Os casinos são bem versados ​​nas descobertas psicológicas mais recentes sobre o vício e trabalham duro para manter as pessoas viciadas no jogo. O conhecimento parcial é uma chave: reforço parcial para jogadores e pequenos detalhes de informações incompletas em redes sociais ou alertas de notícias, cada um nos estimulando a ler outros itens. Lojas nos obrigam a ir até a parte de trás da loja para obter os itens mais populares, sabendo que, ao longo do caminho, nossos caminhos através das lojas irão acionar nossa curiosidade e nossas compras. E tanto os cassinos quanto os desenvolvedores de videogames habilmente fazem um jogo perdedora parecer tão tentadoramente próximo de um grande sucesso, que mesmo que você tenha prometido a si mesmo parar, essa falta quase lhe seduz para tentar “apenas mais uma vez”.

Basta pensar em sua vida hoje, obedecendo aos ditames da tecnologia – acordar com despertadores (mesmo que disfarçados de música ou notícias); gastando horas todos os dias consertando, consertando, reiniciando, inventando work-arounds; respondendo a constante enxurrada de e-mails, tweets, mensagens de texto e instantaneamente isso e aquilo; estar com medo de cair em algum novo golpe ou ataque de phishing; constantemente atualizando tudo; e ter que lembrar de um número desproporcional de senhas e perguntas pessoais insanas para segurança, como o nome do seu amigo menos querido na quarta série. Estamos servindo aos mestres errados.

Precisamos mudar de uma visão centrada na tecnologia do mundo para uma visão centrada nas pessoas. Devemos começar com as habilidades das pessoas e criar tecnologias que melhorem as capacidades das pessoas: por que estamos fazendo isso de trás para frente?

Transformamos a característica positiva da curiosidade em duas negativas. Um é o da distração, levando a acidentes; o outro é o de seguir as trilhas de atração que levam ao vício. Nós temos nossas prioridades completamente erradas.

Para mudar, o primeiro passo é reconhecer os vieses sutis que levaram a esse estado tecnologicamente dominado. O segundo passo é reverter nossas prioridades.

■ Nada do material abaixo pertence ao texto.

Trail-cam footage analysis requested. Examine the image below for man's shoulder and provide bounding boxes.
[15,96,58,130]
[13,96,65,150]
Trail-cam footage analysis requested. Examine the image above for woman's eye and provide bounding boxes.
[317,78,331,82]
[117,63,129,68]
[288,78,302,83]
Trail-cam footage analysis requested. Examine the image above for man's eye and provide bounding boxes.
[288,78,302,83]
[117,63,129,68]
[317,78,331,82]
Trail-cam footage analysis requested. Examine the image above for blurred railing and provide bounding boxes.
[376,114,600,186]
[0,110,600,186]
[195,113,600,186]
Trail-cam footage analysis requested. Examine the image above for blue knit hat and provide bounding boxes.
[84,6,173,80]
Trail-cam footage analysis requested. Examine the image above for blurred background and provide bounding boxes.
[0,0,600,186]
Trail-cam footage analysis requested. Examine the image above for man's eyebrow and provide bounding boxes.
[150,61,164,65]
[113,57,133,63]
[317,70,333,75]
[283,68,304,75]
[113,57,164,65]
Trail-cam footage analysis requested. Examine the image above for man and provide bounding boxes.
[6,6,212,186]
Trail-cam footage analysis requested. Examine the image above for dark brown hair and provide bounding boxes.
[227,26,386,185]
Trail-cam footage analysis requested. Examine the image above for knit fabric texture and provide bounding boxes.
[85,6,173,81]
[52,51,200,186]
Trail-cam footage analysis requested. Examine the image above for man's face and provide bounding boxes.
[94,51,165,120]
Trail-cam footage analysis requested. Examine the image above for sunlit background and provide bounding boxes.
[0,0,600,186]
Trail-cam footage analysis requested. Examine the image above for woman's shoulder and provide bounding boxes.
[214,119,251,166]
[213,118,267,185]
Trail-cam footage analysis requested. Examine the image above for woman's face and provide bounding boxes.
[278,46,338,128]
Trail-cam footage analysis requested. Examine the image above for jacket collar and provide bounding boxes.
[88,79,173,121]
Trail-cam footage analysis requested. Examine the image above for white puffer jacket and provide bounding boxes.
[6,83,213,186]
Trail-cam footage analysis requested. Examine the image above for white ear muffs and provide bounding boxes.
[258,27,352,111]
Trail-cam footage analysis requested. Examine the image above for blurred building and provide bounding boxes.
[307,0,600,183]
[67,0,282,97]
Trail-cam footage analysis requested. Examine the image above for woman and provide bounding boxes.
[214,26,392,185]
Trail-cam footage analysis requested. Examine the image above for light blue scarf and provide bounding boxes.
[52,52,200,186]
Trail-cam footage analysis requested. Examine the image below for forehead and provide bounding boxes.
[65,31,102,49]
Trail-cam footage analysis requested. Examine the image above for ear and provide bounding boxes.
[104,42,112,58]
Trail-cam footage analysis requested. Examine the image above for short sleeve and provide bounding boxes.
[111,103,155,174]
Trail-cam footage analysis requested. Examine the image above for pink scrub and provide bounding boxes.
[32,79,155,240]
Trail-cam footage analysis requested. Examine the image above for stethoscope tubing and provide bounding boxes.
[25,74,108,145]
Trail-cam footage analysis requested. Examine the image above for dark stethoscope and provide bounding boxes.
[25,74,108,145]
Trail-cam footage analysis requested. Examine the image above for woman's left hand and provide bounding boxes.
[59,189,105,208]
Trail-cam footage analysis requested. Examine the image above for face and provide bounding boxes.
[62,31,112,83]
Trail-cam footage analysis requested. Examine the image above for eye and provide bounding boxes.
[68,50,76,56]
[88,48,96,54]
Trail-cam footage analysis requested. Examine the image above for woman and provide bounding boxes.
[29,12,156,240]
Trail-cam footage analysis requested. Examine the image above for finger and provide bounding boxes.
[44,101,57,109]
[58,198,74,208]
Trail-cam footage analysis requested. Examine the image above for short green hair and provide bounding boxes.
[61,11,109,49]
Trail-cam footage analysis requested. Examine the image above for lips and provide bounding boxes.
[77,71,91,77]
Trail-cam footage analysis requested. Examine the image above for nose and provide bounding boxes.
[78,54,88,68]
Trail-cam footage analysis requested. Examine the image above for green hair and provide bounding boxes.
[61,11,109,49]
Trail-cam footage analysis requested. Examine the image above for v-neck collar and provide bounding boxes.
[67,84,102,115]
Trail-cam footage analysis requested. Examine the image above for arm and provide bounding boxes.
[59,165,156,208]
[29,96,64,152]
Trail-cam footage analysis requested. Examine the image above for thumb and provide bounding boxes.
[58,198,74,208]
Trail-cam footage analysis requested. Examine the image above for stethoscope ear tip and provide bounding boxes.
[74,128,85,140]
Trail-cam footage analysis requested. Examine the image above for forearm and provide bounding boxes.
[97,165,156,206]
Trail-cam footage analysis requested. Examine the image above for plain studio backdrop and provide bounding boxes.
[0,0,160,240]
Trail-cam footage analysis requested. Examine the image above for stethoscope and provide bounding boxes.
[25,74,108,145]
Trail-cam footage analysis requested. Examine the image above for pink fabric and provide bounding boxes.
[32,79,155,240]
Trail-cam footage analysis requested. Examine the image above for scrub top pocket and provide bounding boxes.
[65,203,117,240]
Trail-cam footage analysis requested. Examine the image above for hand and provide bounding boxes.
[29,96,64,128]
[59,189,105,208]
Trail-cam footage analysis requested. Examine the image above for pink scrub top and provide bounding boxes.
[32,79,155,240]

Precisamos mudar nossa mentalidade de ser centrada na tecnologia para nos tornarmos centrados nas pessoas. Em vez de começar com a tecnologia e tentar facilitar o entendimento e o uso, vamos usar recursos humanos e usar a tecnologia para expandir nossas habilidades. Precisamos retornar a uma das propriedades centrais do design centrado no ser humano: resolver as questões fundamentais na vida das pessoas.

Don Norman é diretor do Laboratório de Design da Universidade da Califórnia, em San Diego. Ele é formado em engenharia elétrica e psicologia. Ele ingressou na UC San Diego em 1966 e foi presidente do departamento de psicologia e co-fundador e presidente da ciência cognitiva. Ele deixou a UC San Diego e tornou-se vice-presidente de tecnologia avançada da Apple e, posteriormente, professor de ciência da computação na Northwestern, onde co-fundou e codirigiu o Segal Design Institute. Ele retornou à UC San Diego em 2014 para iniciar o Laboratório de Design. Ele é o autor de 18 livros, traduzidos em 24 idiomas, incluindo  Design of Everyday Things e Design Emocional.